I verdi chiedono di inserire nell’agenda di Bruxelles tre punti fondamentali: la questione climatica, con particolare attenzione all’agricoltura, le questioni sociali, a partire da un reddito minimo garantito europeo, e, infine, la revisione delle regole per rinforzare il sistema della giustizia Ue. “Non vogliamo né possiamo imporre nulla: la nostra è un’offerta in cambio di un rinnovamento delle politiche europee”, spiega Bütikofer. “Se le nostre proposte saranno accolte, siamo disposti a votare per il presidente del Parlamento e della Commissione assieme alla maggioranza”.

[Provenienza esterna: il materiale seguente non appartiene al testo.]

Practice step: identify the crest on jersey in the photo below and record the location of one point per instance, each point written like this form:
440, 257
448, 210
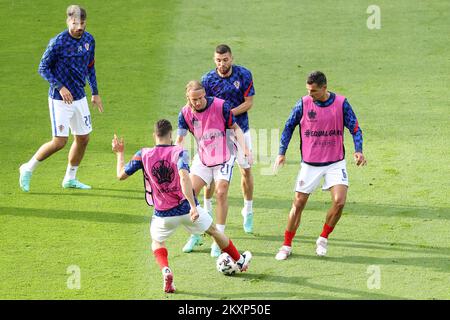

Ma per Cormand il cambio di rotta deve essere radicale e passa per una riforma agricola europea, la fine dei trattati di libero scambio e soprattutto un Green new deal che conduca alla transizione ecologica: “Dobbiamo cambiare l’attuale linea economica liberale dell’Unione”. Gli fa eco Delbos-Corfield: “Vanno previsti l’uscita dal carbone e l’obbligo per gli stati di rispettare l’accordo di Parigi”.
Verts, verdi e 5 stelle
Proposte che possono sembrare audaci ma che sono piaciute a tanti cittadini europei che hanno decretato il successo dei Verdi alle ultime elezioni. Un successo che, spiega Cormand, in Francia è stato favorito, da un lato, dalle promesse disattese di Macron in materia di lotta ai cambiamenti climatici, dall’altro dalla nascita del movimento dei Fridays for future guitato da Greta Thunberg. “Non è un caso se siamo il primo partito tra i giovani dai 18 ai 34 anni: la pressione democratica per l’ecologia è forte e il Parlamento dovrà tenerne conto”. E il flop in Italia? “I Verdi italiani fanno fatica a organizzarsi e ad avere un’identità forte, ma credo ci sia spazio, soprattutto tra l’elettorato che oggi vota M5s”, risponde Cormand. Fatto sta che la richiesta di adesione al gruppo verde europeo presentata dai pentastellati è stata respinta, e probabilmente resteranno senza gruppo. “All’inizio ci sembravano un movimento ecologista”, spiega Delbos–Corfield. “Ma ci siamo resi conto di non poter lavorare con loro: per noi, per esempio, non è possibile negoziare sulla pelle dei migranti”.